A copy of the ruling in the case of Morris v. Midland Funding, LLC, can be accessed by clicking here.
The plaintiff filed for bankruptcy protection. The defendant filed two proof of claim documents for two debts — one for Citibank and one for Synchrony Bank. The defendant stated in the proof of claim document for the Citibank debt that the plaintiff owed $7,185.18 in principal, $0 in interest, and $0 in fees. On the Synchrony account, the amount owed was $6,409.91 in principal and $0 in interest and fees. The plaintiff contends that the amount of the Citibank debt was $6,990.57 in principal, $157.61 of interest, and $37 of fees, and the Synchrony debt included approximately $40 in interest and fees.
The plaintiff subsequently filed suit against the defendant, alleging violations of Section 1692e(2)(A) and 1692e(10) of the FDCPA by making false representations about the amount owed.
The plaintiff argued that violating the bankruptcy code by not accurately itemizing the amount owed in a proof of claim is actionable under the FDCPA. But Judge Joan Ericksen of the District Court for the District of Minnesota, disagreed.
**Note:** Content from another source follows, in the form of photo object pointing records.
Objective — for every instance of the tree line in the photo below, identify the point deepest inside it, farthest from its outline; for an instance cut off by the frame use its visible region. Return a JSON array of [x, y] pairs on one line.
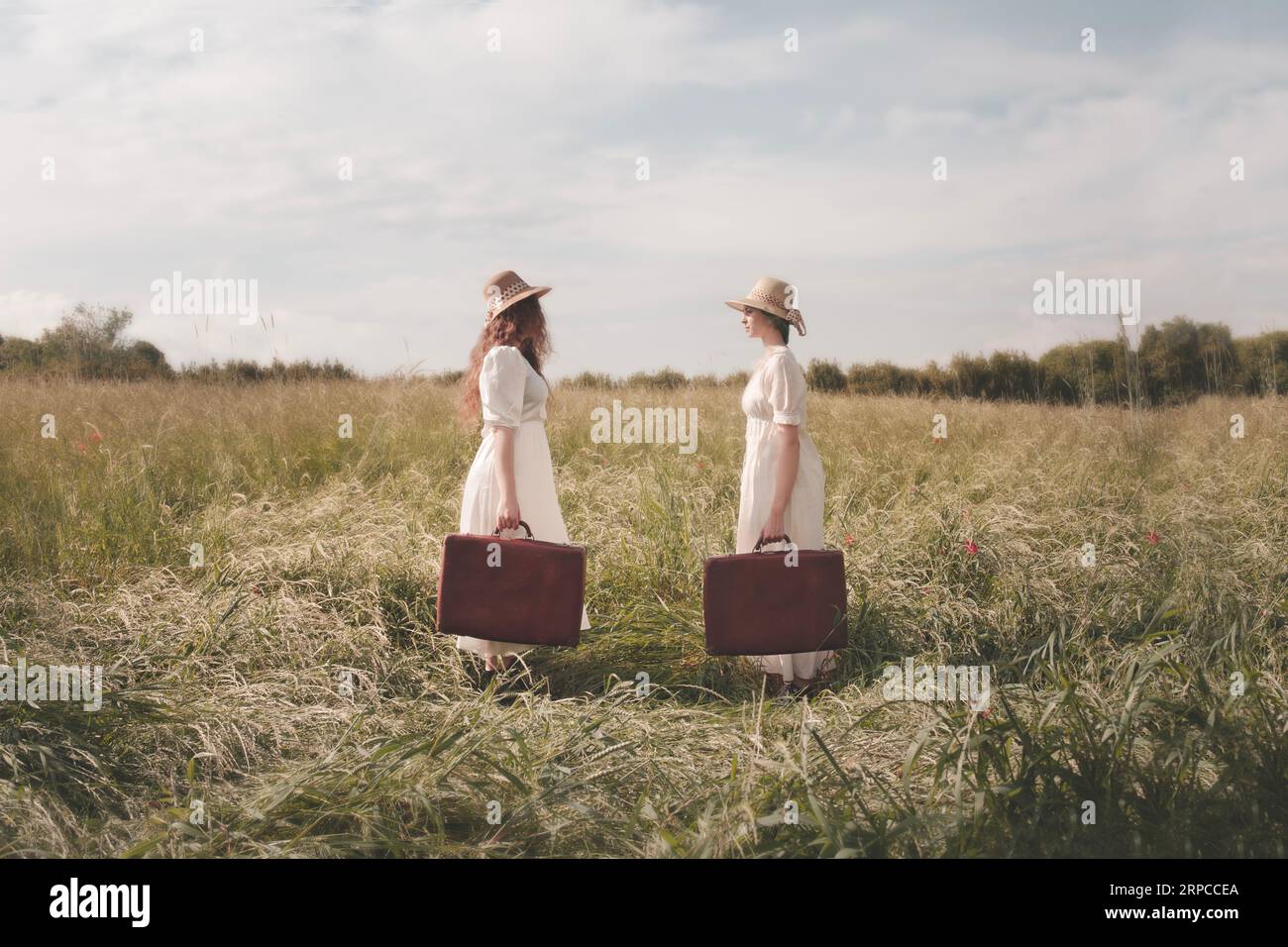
[[1173, 363], [90, 343]]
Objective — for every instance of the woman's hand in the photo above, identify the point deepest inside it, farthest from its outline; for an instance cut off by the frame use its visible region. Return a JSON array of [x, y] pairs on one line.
[[773, 528], [507, 513]]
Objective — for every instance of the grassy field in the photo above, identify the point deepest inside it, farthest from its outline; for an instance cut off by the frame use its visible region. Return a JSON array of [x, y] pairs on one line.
[[230, 725]]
“Morris’s claims arise from Proofs of Claim filed in a bankruptcy proceeding that allegedly violate Rule 3001 of the Federal Rules of Bankruptcy Procedure,” Judge Ericksen wrote in dismissing the suit. “Johnson suggests that the Bankruptcy Code and Rules provide the exclusive means for determining whether such claims should be allowed. While the Court does not necessarily read Johnson to foreclose all FDCPA claims that implicate the Bankruptcy Code, here, Morris has not provided a plausible legal basis for applying the FDCPA to the non-itemized proofs of claim at issue in this civil proceeding.”